QUOTE (tv with legs @ Jul 22 2005, 01:17 AM)
*TNL, VIMH, and Doc tie up TWL naked to a lamp post and take pictures of him*...

You guys can keep the pictures. really. I don't mind.
tv with legs
*wakes up blink.gif *
where am i *notices im 15 feet above the ground*
*throws blanket over TWL*

maybe tomorow.
tv with legs
get me off*wiggles* oomph get me off
Ha ha ha, no.

*sits in front of storage room door with Gauss cannon*
Ooh, cannonlike.

Any old iron? Any old iron?
There's a fork in the road, here.

1. If you were NOT making an obscure reference, then: Well, I COULD fire and old piece of iron out of it.

2. If you WERE making an obscure reference, then I will go ahead and say: I have no idea what you are talking about.
*walks into bar naked*

A vodka and coke, if you would barkeep.
I meant as in those iron mongers who want iron to sell and smelt to make other iron things.

No, it was not obscure. I think that's usually covered by my general oscureness.

*Jimi starts fiddling about with a midi keyboard*

OK, now when I hit play, the magicalness of computer midi synths will be coming out of my keyboard!

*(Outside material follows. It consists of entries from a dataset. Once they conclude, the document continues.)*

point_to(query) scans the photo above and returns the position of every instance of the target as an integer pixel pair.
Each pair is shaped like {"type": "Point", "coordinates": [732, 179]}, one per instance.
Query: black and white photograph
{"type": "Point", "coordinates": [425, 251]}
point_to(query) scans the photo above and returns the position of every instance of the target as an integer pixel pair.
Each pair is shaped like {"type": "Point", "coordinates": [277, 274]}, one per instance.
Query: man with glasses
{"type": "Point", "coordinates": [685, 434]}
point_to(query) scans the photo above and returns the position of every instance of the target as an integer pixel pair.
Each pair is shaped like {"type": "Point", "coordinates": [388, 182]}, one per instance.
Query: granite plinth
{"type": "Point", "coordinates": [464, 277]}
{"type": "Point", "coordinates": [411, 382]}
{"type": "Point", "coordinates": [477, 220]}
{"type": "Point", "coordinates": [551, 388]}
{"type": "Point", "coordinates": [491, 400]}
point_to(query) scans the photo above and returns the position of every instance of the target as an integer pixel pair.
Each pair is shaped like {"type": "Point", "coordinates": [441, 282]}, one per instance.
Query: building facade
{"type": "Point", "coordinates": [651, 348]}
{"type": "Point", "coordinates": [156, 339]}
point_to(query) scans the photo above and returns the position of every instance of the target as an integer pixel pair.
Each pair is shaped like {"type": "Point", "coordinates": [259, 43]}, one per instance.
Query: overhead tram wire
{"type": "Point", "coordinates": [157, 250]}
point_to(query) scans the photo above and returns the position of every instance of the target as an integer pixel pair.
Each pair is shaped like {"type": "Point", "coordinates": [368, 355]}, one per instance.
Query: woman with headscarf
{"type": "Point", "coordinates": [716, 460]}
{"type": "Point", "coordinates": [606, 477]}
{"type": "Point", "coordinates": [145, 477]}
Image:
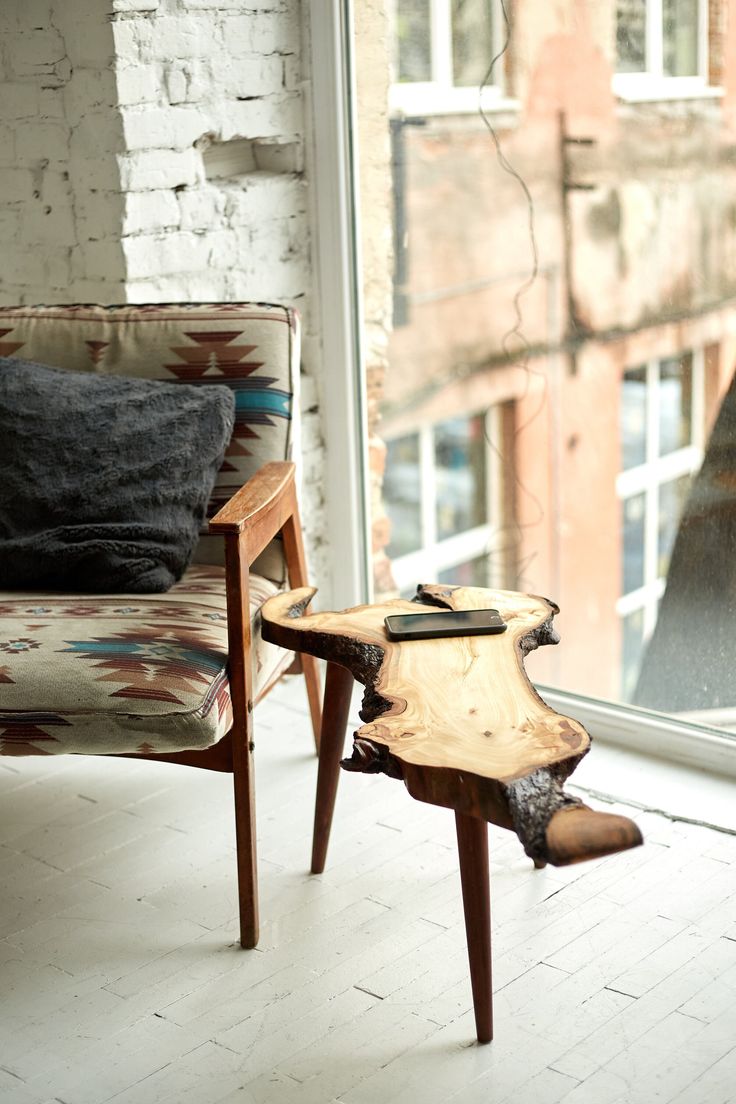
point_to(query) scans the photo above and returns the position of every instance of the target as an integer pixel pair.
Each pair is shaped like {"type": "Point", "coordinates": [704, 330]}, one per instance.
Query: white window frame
{"type": "Point", "coordinates": [331, 98]}
{"type": "Point", "coordinates": [439, 95]}
{"type": "Point", "coordinates": [337, 263]}
{"type": "Point", "coordinates": [652, 83]}
{"type": "Point", "coordinates": [654, 473]}
{"type": "Point", "coordinates": [436, 555]}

Vinegar and baking powder again, please.

*Jimi makes 'bomb*

*Jimi hides bomb in wall*

*Gooey vinegarey foam begins to seep from under wall*

Ah, to hell with it.

*Jimi throws grenade*
*fields grenade, and tosses it outside*
Pyrotechnics = Patio. Okay?

*glances up at TWL, grins*
I also have no interest in getting you off. tongue.gif
I may free you later if you quit packing weaponry into the Bar, maybe.

*serves up L.Bear's drink*
How is DHG lately? Do you see him at all over summer holidays?
QUOTE (Ashbless @ Jul 24 2005, 08:47 PM)
*glances up at TWL, grins*
I also have no interest in getting you off.  tongue.gif 
I may free you later if you quit packing weaponry into the Bar, maybe.